Hay making


  • Conservation of forages in the dry form is known as hay making. The moisture content in the forage plants is reduced drastically to 15% or below for long period storage.
  • Hay differs from straw or stover in that straw is a by-product in the dried form while hay is the complete plant (in the dried form), cut before maturity.
  • In a tropical country like India, the green fodder is available only during monsoon season. The excess green fodder has to be conserved and used during the lean periods.
  • Usually the excess fodder is harvested, dried, bundled, heaped and used during summer. This is the local practice evolved through several years of experience by farmers. The grass from forest area and the natural pastures is also cut, dried and stored as hay.
  • Fine stemmed grasses and legumes make good hay. They should be cut at the right stage and properly dried so that the hay is leafy, pliable, green in colour, free from moulds, weeds and dust and has pleasant characteristic smell and aroma.
  • Thin stemmed and more leafy grasses like oats are good for hay making. However, crops like sorghum and maize are also converted into hay. Most grasses from pastures like Cenchrus ciliaris, Dicanthium annulatum, Cynodon dactylon when properly cut and dried make good hay. Grasses with spiny awns such as Heteropogon contortus should be cut very early for hay; otherwise, the hay will be unpalatable to livestock. Cultivated fodders like hybrid napier, para grass, guinea grass, teosinte are not suitable for hay making.

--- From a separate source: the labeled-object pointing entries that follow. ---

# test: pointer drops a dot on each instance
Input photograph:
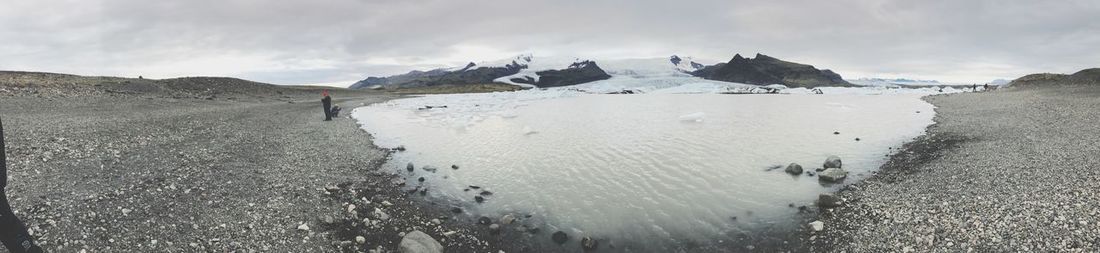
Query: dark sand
(1005, 171)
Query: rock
(507, 219)
(817, 226)
(828, 200)
(326, 219)
(765, 69)
(793, 168)
(589, 243)
(559, 238)
(833, 162)
(578, 73)
(833, 175)
(419, 242)
(381, 215)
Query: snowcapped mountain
(615, 75)
(530, 70)
(893, 81)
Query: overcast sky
(327, 41)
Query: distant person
(12, 231)
(336, 111)
(327, 105)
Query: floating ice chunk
(509, 114)
(697, 117)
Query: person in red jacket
(327, 105)
(12, 231)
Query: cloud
(298, 42)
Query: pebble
(494, 229)
(559, 238)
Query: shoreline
(996, 172)
(228, 161)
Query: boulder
(817, 226)
(828, 200)
(507, 219)
(589, 243)
(832, 162)
(833, 175)
(419, 242)
(793, 168)
(559, 238)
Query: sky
(341, 41)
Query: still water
(651, 168)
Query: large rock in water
(833, 175)
(833, 162)
(793, 168)
(419, 242)
(765, 69)
(828, 200)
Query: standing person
(327, 103)
(12, 231)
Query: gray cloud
(294, 42)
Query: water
(638, 167)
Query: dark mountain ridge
(1088, 76)
(765, 69)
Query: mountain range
(550, 72)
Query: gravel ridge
(1005, 171)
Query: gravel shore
(1005, 171)
(226, 165)
(103, 164)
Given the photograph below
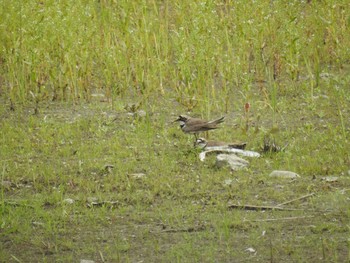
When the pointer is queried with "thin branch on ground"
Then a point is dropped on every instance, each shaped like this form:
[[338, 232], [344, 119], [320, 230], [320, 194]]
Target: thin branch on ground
[[296, 199], [279, 219]]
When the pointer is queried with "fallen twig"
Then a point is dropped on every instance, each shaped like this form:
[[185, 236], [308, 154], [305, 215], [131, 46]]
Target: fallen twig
[[189, 229], [15, 204], [256, 207], [279, 219], [296, 199]]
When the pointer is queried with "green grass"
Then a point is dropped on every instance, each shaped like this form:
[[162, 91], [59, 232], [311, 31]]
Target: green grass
[[69, 70]]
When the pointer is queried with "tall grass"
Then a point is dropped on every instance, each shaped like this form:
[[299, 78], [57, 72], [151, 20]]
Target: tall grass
[[194, 51]]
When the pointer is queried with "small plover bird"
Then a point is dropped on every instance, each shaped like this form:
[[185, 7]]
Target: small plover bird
[[196, 125]]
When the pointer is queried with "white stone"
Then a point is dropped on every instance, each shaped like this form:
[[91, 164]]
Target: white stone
[[232, 160]]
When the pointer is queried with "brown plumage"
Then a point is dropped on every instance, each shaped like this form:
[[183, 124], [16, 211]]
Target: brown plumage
[[196, 125]]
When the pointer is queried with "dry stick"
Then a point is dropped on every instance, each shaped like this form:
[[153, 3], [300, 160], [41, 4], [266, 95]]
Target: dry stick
[[296, 199], [256, 207], [279, 219], [190, 229]]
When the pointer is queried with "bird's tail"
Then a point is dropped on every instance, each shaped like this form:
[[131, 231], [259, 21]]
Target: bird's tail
[[222, 119]]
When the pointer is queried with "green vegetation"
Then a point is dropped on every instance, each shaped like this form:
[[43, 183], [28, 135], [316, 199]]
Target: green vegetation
[[85, 176]]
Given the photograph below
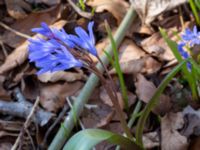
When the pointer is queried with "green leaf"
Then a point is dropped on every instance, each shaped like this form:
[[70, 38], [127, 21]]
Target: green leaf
[[117, 67], [87, 139]]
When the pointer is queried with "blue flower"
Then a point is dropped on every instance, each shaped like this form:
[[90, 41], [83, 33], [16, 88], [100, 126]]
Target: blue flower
[[184, 54], [191, 37], [51, 56], [85, 40], [44, 30]]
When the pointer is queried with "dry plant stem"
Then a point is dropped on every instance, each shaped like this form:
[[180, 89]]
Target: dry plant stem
[[79, 11], [81, 100], [14, 31], [62, 113], [113, 96], [26, 124]]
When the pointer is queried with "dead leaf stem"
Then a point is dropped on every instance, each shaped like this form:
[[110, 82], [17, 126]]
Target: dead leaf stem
[[26, 124]]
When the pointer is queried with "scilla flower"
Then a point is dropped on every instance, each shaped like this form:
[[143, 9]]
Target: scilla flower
[[184, 54], [53, 54], [85, 40], [191, 37]]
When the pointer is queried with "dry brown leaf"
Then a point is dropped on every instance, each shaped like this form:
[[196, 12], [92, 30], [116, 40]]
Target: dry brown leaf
[[150, 140], [145, 90], [60, 75], [117, 8], [106, 99], [5, 146], [128, 50], [53, 96], [171, 138], [151, 65], [131, 67], [193, 122], [156, 46], [148, 10], [32, 21], [17, 8], [20, 54], [97, 117]]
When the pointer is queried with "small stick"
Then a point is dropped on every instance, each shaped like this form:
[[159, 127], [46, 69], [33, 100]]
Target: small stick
[[26, 124], [58, 119], [79, 11]]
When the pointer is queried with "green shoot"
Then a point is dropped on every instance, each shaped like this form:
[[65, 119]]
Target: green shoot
[[189, 76], [154, 100], [87, 139], [117, 66]]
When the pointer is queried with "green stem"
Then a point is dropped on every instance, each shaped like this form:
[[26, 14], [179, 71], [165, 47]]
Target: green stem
[[153, 101], [195, 12], [117, 67], [90, 85], [133, 117]]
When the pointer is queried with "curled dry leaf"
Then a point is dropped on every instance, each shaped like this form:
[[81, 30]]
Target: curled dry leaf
[[171, 138], [6, 146], [106, 99], [97, 116], [150, 140], [128, 50], [17, 8], [193, 122], [117, 8], [156, 46], [32, 21], [20, 54], [148, 10], [60, 75], [53, 96], [145, 90]]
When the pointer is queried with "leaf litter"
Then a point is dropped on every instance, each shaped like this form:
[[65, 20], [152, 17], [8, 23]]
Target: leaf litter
[[145, 60]]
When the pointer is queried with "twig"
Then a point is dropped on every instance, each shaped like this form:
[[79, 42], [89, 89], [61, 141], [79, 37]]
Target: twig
[[58, 119], [79, 11], [26, 124], [92, 82], [14, 31]]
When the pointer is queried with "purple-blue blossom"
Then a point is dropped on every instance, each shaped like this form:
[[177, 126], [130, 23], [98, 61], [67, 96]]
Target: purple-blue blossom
[[53, 53], [191, 37], [84, 40], [51, 56], [184, 54]]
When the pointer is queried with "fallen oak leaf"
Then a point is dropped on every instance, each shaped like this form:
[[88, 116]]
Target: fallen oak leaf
[[53, 95], [171, 138], [20, 54], [148, 10], [16, 8], [117, 8], [146, 89]]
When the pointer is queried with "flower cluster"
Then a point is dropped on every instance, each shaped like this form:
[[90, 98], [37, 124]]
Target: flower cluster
[[189, 38], [53, 53]]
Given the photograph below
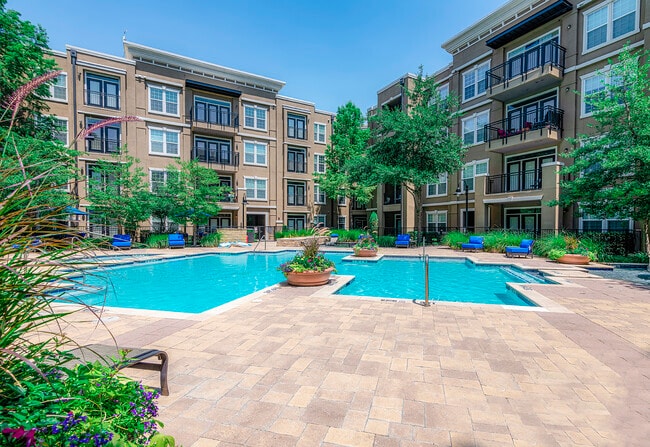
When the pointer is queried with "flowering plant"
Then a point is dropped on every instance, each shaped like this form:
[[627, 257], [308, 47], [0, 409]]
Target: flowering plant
[[309, 260], [365, 242]]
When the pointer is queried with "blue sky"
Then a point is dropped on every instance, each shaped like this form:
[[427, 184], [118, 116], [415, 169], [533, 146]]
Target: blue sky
[[327, 52]]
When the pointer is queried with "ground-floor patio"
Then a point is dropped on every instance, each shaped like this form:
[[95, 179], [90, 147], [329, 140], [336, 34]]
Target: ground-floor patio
[[295, 367]]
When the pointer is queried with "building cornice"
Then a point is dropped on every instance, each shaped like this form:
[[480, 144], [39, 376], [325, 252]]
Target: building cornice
[[142, 53], [494, 22]]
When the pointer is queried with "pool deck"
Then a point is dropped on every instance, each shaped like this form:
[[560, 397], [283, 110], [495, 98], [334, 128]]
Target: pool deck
[[293, 367]]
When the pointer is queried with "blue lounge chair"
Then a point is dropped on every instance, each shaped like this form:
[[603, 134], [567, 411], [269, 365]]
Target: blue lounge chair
[[121, 241], [525, 249], [176, 240], [475, 243], [403, 241]]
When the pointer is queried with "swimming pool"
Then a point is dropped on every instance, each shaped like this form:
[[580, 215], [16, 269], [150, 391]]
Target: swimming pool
[[197, 283]]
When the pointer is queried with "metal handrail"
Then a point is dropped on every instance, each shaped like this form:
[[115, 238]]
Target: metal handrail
[[548, 53]]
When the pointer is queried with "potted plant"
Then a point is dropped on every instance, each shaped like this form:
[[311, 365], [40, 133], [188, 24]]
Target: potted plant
[[366, 247], [309, 267]]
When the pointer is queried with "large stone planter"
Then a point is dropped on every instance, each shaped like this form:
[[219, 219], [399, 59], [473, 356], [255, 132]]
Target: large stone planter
[[308, 279], [573, 259], [365, 253]]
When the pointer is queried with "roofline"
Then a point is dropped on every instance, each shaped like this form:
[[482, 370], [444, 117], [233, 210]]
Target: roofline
[[490, 24], [102, 55], [200, 68], [386, 87]]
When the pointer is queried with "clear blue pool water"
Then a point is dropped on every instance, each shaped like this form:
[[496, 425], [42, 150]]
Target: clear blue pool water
[[198, 283]]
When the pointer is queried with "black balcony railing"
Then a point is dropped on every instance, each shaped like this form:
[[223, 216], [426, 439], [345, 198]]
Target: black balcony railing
[[520, 123], [221, 119], [222, 157], [547, 53], [515, 181], [103, 145]]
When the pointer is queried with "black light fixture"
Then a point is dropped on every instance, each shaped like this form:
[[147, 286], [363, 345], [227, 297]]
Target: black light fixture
[[466, 191]]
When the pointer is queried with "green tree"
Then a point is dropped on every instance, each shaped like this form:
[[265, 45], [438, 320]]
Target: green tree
[[196, 193], [118, 192], [414, 147], [345, 157], [23, 48], [610, 174]]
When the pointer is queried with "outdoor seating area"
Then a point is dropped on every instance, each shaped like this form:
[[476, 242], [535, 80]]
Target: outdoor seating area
[[525, 249], [176, 240], [121, 242], [475, 243]]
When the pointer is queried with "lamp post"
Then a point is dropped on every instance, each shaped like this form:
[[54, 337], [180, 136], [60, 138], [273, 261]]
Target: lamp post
[[466, 191], [244, 202]]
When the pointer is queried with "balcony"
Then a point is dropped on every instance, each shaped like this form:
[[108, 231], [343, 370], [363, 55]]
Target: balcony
[[102, 145], [227, 160], [218, 124], [535, 70], [514, 182], [537, 127]]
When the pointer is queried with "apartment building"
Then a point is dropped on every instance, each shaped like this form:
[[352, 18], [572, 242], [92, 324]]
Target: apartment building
[[516, 73], [263, 145]]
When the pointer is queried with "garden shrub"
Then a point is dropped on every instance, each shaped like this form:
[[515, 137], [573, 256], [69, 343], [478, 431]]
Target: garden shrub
[[386, 241], [157, 241], [211, 240]]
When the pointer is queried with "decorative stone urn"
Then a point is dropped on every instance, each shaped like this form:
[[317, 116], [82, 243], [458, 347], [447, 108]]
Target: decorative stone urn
[[308, 279], [573, 259], [365, 253]]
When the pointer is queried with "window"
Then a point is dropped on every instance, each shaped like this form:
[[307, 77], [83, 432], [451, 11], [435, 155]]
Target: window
[[105, 139], [592, 223], [296, 126], [319, 133], [102, 91], [296, 194], [443, 91], [254, 153], [610, 22], [163, 100], [319, 196], [211, 111], [255, 188], [61, 130], [164, 142], [255, 117], [438, 189], [213, 150], [437, 221], [474, 81], [474, 128], [471, 170], [319, 163], [296, 221], [59, 88], [158, 178], [296, 160]]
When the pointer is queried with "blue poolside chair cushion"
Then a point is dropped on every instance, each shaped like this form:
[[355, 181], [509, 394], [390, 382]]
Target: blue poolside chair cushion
[[475, 243], [403, 240], [176, 240], [121, 241], [525, 249]]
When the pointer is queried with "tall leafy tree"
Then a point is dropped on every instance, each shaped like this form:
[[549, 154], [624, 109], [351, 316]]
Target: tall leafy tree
[[345, 157], [415, 147], [118, 192], [610, 174], [23, 48], [196, 193]]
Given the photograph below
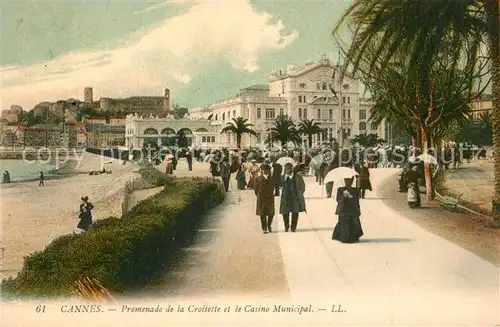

  • Legume hays are more useful because of higher protein content. The legume crops suitable for hay making are lab-lab, cowpea, french beans or guar, horsegram, sunnhemp, pillipesara and lucerne. Leaf shedding will be a great problem during drying and curing process in the legumes. It is because, the moisture is lost more easily from the leaves than from the stems. Leaves constitute nearly half the green material and 75% of the protein. So, loss of leaf will reduce the feeding value very much. Cowpea, lab-lab and pillipesara are less liable to leaf shedding than other legumes. Berseem is not suitable for hay making mainly because of this problem of leaf shattering. The perennial legume lucerne is good for hay making.
  • The residues of most cereal crops like paddy, wheat, sorghum, maize bajra, etc. are dried and stored as straw or stover. Straws are inferior in quality compared to hay because grain, which contains most of the nutrients is removed. However, use of dried straws is wide spread in India. In western countries, where natural drying is difficult because of the climatic pattern due to low sunshine, low temperatures and high humidity ; artificial drying is practiced using heavy machinery like driers, blowers etc. Hay and straw make excellent roughage for the ruminants.